Check out the new SQL Server Community at http://www.winntmag.com/sql. It features a forum, a refined index to SQL articles, and links to other SQL-related Web sites. You can download the code in this article from the Windows NT Magazine Web site (http://www.winntmag.com).
Q: I must create multiple indexes. Does the order I create them in matter?
You probably know that a clustered index forces SQL Server to store data sorted in the physical order of the index key, but you might not realize the implications of this arrangement when you create multiple indexes on one table. Imagine that you want to use SQL Server's bulk copy program (bcp) to move a large table that has four nonclustered indexes and one clustered index. Because you want to use fast bcp, you drop all five indexes (fast bcp requires that you drop all indexes).

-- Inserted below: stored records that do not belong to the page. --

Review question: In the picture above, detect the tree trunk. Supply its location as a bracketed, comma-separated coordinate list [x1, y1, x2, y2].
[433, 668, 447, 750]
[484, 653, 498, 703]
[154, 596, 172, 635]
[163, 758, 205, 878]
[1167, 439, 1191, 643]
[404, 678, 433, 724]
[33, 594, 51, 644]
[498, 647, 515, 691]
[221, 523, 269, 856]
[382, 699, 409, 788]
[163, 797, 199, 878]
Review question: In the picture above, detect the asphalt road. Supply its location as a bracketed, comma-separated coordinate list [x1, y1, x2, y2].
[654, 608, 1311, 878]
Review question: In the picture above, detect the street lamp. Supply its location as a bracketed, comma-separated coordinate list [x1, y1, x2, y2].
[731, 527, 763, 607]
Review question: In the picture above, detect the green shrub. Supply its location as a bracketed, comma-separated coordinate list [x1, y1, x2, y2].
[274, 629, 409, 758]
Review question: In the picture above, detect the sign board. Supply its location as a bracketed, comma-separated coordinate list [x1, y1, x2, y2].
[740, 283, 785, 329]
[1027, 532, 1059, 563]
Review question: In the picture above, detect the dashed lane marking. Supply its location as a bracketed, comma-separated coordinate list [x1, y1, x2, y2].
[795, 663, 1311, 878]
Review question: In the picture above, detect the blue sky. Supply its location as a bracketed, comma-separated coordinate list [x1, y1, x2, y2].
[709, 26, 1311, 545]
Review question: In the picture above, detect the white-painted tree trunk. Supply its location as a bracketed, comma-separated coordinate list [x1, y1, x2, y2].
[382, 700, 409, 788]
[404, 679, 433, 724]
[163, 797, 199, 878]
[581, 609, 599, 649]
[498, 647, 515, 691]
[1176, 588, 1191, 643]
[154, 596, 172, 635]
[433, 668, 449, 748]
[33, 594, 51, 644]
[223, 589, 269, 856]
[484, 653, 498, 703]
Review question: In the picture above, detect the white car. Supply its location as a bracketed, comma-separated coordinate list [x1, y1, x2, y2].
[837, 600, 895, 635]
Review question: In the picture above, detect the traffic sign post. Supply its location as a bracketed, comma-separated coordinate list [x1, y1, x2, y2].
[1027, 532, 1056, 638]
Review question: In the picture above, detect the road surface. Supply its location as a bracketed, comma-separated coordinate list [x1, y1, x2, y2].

When you're ready to re-create the indexes, create the clustered index first. Why? The leaf level (bottom level) of a nonclustered index stores an index key for every row in the underlying table: a 1:1 relationship. If the underlying table has 1000 rows, you'll have 1000 entries in the leaf level of your nonclustered index. Additionally, each entry in the leaf level stores the physical page number of the row the index entry points to.
You can see what's so bad about creating the clustered index last. Creating the clustered index re-sorts the table, which means that every row will probably end up on a different page. Therefore, all the information in the leaf level of the four existing nonclustered indexes will be wrong (because nonclustered indexes contain page numbers for the row they point to). This situation forces SQL Server to re-create each index. In other words, creating the clustered index last wastes time—both yours and SQL Server's.
Q: Does Windows NT Magazine use SQL Server for its Web site?
Windows NT Magazine Web master, T.J. Harty, says, "Yes, indeed. About 80 percent of the pages on the http://www.winntmag.com site originate from the SQL Server. That many pages are dynamic. And for the site search, I'm using Index Server."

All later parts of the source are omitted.